Launched on February 2, this is a 21-day training program at Jharkhand, where the women are learning to professionally paint Khovar and Sohrai forms of paintings.
According to one of the trainers who have been identified to provide the training programs to paint professionally explains that most of the women artisans have never held a brush in their lives, but are well versed in the techniques of painting. “These tribal artisans used to paint pictures on the mud walls of their villages. In the workshop, we assess their painting capability and ensure that the same is replicated on handmade paper and fabric. These trainers can then train other talented artisans of their villages,” he said.
The trainer also explained that once the training is complete, these artisans can upskill their talent and the products that they are developing can be displayed and sold at newer markets using digital technology.

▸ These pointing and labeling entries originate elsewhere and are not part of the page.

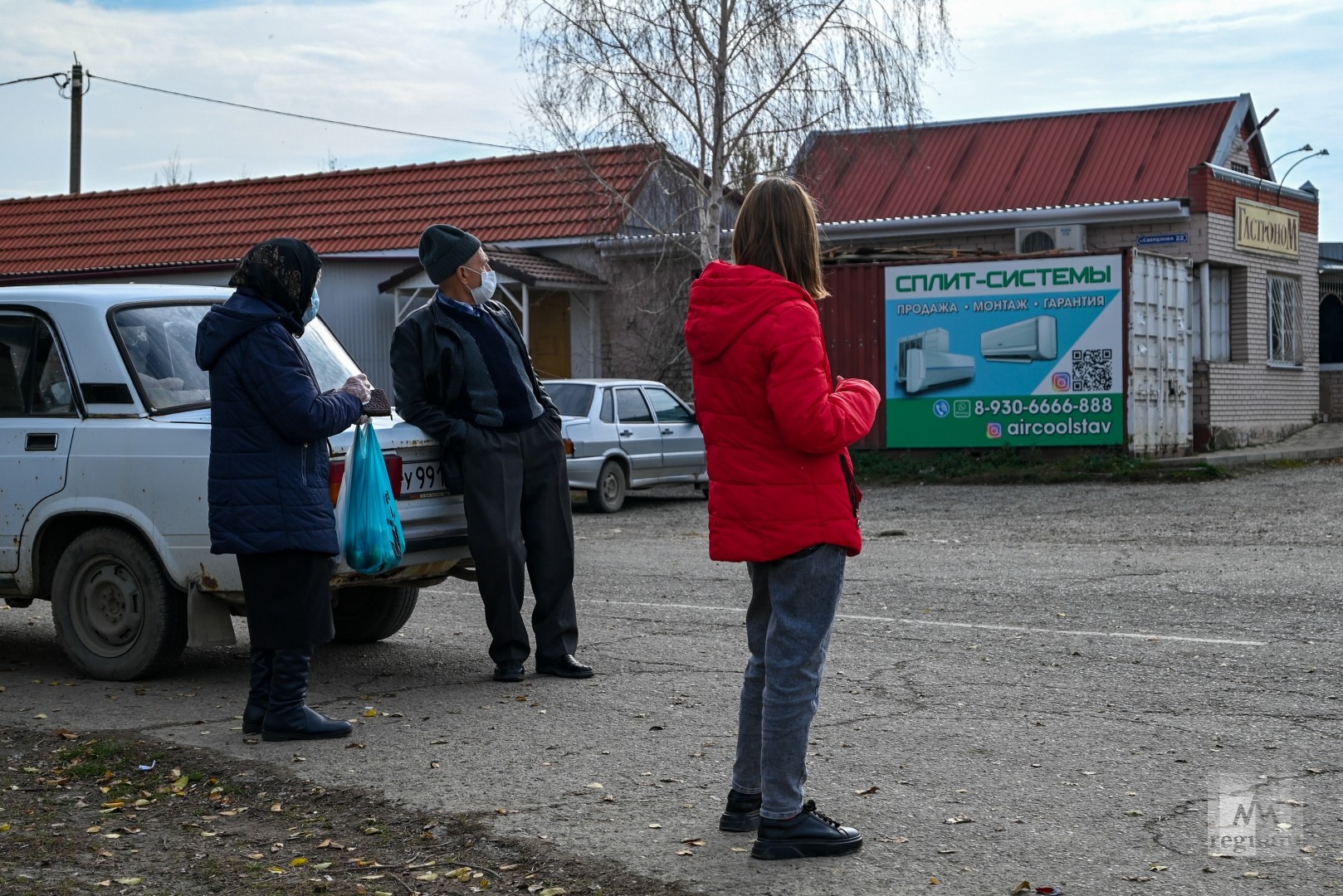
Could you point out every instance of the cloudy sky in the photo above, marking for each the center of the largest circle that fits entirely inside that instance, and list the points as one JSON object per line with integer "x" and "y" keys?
{"x": 428, "y": 67}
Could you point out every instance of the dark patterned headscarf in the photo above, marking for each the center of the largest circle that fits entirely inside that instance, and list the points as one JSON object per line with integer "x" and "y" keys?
{"x": 282, "y": 270}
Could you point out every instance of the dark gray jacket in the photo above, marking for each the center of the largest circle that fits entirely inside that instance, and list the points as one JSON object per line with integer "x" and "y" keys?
{"x": 428, "y": 373}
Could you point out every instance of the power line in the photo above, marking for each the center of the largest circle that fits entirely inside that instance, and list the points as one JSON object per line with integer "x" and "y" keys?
{"x": 295, "y": 114}
{"x": 56, "y": 75}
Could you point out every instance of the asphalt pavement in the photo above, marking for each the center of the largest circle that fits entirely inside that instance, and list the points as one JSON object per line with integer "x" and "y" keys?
{"x": 1101, "y": 688}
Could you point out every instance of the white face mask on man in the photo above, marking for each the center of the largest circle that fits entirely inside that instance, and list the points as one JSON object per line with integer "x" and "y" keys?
{"x": 488, "y": 284}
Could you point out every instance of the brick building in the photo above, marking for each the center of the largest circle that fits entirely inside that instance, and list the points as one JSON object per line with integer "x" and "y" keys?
{"x": 1191, "y": 182}
{"x": 559, "y": 226}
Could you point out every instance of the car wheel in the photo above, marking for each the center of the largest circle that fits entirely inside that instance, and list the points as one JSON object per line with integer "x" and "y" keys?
{"x": 608, "y": 494}
{"x": 117, "y": 614}
{"x": 372, "y": 613}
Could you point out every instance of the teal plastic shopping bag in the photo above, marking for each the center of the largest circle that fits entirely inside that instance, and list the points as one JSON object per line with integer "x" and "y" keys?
{"x": 371, "y": 533}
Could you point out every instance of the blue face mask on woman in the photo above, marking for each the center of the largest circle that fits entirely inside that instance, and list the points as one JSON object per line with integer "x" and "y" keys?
{"x": 312, "y": 309}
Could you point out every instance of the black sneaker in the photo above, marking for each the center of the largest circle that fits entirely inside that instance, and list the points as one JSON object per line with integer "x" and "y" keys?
{"x": 806, "y": 835}
{"x": 743, "y": 811}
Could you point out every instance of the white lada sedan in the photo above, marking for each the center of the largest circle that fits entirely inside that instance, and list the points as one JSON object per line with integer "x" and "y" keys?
{"x": 626, "y": 434}
{"x": 104, "y": 458}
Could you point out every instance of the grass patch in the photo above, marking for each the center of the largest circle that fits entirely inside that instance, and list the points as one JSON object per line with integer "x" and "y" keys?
{"x": 82, "y": 813}
{"x": 1002, "y": 466}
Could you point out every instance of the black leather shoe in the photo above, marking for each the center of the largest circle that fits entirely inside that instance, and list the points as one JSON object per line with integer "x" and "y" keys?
{"x": 258, "y": 698}
{"x": 288, "y": 718}
{"x": 563, "y": 666}
{"x": 806, "y": 835}
{"x": 743, "y": 811}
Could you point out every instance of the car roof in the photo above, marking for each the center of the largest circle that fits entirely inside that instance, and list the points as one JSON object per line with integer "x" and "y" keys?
{"x": 603, "y": 381}
{"x": 104, "y": 296}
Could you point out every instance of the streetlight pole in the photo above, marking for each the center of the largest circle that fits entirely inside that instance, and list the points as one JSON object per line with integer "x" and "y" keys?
{"x": 1321, "y": 152}
{"x": 76, "y": 123}
{"x": 1306, "y": 148}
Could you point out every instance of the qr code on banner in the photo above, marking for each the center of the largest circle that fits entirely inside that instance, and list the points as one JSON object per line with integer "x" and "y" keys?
{"x": 1092, "y": 370}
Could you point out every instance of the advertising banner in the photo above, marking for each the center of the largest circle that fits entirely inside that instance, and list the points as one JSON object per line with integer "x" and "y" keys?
{"x": 1013, "y": 353}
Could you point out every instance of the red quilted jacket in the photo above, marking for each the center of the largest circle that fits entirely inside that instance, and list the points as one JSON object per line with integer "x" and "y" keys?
{"x": 775, "y": 427}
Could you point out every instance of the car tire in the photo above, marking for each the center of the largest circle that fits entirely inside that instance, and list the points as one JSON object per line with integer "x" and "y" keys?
{"x": 117, "y": 614}
{"x": 608, "y": 494}
{"x": 372, "y": 613}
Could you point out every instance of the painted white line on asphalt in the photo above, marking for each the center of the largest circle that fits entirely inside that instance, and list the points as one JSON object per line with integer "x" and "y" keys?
{"x": 960, "y": 625}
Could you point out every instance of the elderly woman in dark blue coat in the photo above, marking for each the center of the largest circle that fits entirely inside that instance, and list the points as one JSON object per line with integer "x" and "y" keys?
{"x": 269, "y": 494}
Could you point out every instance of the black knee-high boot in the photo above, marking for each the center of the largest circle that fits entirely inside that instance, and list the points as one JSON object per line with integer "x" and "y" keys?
{"x": 260, "y": 694}
{"x": 288, "y": 718}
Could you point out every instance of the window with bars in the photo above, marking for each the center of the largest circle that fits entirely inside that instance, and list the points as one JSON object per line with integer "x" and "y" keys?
{"x": 1284, "y": 320}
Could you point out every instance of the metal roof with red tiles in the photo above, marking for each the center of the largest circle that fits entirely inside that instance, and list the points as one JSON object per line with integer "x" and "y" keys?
{"x": 1026, "y": 162}
{"x": 508, "y": 199}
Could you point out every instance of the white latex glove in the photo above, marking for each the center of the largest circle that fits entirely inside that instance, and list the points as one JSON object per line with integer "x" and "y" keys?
{"x": 359, "y": 387}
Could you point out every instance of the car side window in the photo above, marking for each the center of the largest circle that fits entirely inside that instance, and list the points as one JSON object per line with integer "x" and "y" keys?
{"x": 632, "y": 407}
{"x": 32, "y": 377}
{"x": 667, "y": 406}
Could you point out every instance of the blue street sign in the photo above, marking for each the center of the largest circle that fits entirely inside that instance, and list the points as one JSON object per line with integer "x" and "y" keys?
{"x": 1162, "y": 240}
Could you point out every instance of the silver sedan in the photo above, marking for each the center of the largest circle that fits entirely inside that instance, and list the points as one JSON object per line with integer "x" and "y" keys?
{"x": 626, "y": 434}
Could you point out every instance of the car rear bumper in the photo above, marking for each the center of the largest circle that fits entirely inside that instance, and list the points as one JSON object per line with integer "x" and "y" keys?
{"x": 582, "y": 472}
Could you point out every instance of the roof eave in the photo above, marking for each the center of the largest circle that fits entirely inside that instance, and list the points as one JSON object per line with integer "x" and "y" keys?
{"x": 1160, "y": 210}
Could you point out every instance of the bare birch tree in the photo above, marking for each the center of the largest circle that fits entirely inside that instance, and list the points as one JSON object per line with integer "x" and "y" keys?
{"x": 725, "y": 85}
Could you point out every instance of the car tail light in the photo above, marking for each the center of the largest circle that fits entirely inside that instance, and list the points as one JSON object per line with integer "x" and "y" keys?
{"x": 393, "y": 472}
{"x": 334, "y": 479}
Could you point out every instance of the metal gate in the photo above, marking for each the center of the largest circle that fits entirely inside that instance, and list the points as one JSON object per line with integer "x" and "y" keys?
{"x": 1160, "y": 375}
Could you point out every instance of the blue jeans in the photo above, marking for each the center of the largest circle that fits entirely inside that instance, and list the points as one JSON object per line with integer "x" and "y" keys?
{"x": 793, "y": 610}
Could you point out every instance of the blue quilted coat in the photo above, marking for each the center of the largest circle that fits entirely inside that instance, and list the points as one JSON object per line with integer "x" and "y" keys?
{"x": 269, "y": 427}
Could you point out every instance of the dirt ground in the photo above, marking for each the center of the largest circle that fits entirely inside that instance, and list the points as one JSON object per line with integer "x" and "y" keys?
{"x": 121, "y": 813}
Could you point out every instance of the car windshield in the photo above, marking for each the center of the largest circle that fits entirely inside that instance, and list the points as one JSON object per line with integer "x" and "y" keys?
{"x": 160, "y": 345}
{"x": 574, "y": 399}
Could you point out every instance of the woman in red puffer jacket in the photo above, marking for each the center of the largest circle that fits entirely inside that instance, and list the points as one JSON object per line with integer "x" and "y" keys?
{"x": 784, "y": 499}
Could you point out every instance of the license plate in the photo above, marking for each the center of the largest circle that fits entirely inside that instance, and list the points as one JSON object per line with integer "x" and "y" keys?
{"x": 422, "y": 480}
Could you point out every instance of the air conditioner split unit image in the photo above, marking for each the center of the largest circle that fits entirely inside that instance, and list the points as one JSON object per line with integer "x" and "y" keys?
{"x": 927, "y": 368}
{"x": 1034, "y": 338}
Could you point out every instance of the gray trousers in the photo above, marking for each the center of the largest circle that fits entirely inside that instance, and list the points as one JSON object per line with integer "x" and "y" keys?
{"x": 516, "y": 494}
{"x": 789, "y": 624}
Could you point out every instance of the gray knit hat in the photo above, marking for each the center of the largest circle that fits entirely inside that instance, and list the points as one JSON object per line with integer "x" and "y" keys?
{"x": 443, "y": 249}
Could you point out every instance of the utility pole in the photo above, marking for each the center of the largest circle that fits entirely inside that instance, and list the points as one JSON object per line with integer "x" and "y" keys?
{"x": 76, "y": 123}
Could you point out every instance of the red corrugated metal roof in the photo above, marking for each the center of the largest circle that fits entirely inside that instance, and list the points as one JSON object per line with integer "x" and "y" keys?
{"x": 1036, "y": 162}
{"x": 505, "y": 199}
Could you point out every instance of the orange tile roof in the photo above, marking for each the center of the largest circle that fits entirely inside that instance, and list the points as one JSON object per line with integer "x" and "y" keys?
{"x": 1029, "y": 162}
{"x": 501, "y": 201}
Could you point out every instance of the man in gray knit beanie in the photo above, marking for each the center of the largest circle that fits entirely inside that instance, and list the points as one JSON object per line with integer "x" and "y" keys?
{"x": 464, "y": 375}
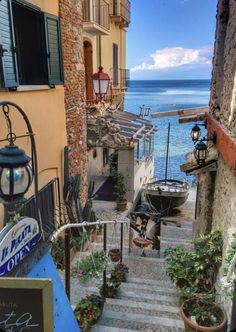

The initiative was formulated under a three-year project agreement through which apex industry body, the Associated Chambers of Commerce and Industry of India (ASSOCHAM) would act as a Centre of Excellence for Tribal Entrepreneurship Development with the Ministry of Tribal Affairs, Government of India, to work for the upliftment of the tribal communities.
Khovar and Sohrai are well-known tribal art forms from Hazaribagh, Jharkhand and are recognized abroad as well. These are murals painted on mud walls. While Khovar is painted by married women during the marriage ceremony, Sohrai is associated with the harvest festival held on the next day of Diwali.
Women paint these murals on houses using broken combs, four fingers, used datuns (tooth sticks). The paintings are made using four natural earth colors – black (manganese), white (Kaolin), red ochre, and yellow ochre. These paintings received GI (geographical indication) tag from the Geographical Indications Registry, India in May 2020.
Of these 20 selected women artists for training, eight are from – Oraon, six are from Munda, and six are from Santhal tribes. And they belong to Dipugadha, Isco, Nano, and Lukaiya villages from Hazaribagh in Jharkhand. These villages have over 400 tribal households.
Jharkhand has a rich heritage of tribal art and abundant forest produce. The area is known for its Pitkar paintings, bamboo craft, stone craft, Dhokra craft and tribal jewelry, wooden craft, and musical instruments. The delicious and exotic produce like Rugra mushrooms, bamboo shoots, etc is popular organic products of the area. “We have begun the training program with the painting art form. Post this training program, we would also be providing training on other art forms as well,” says the trainer.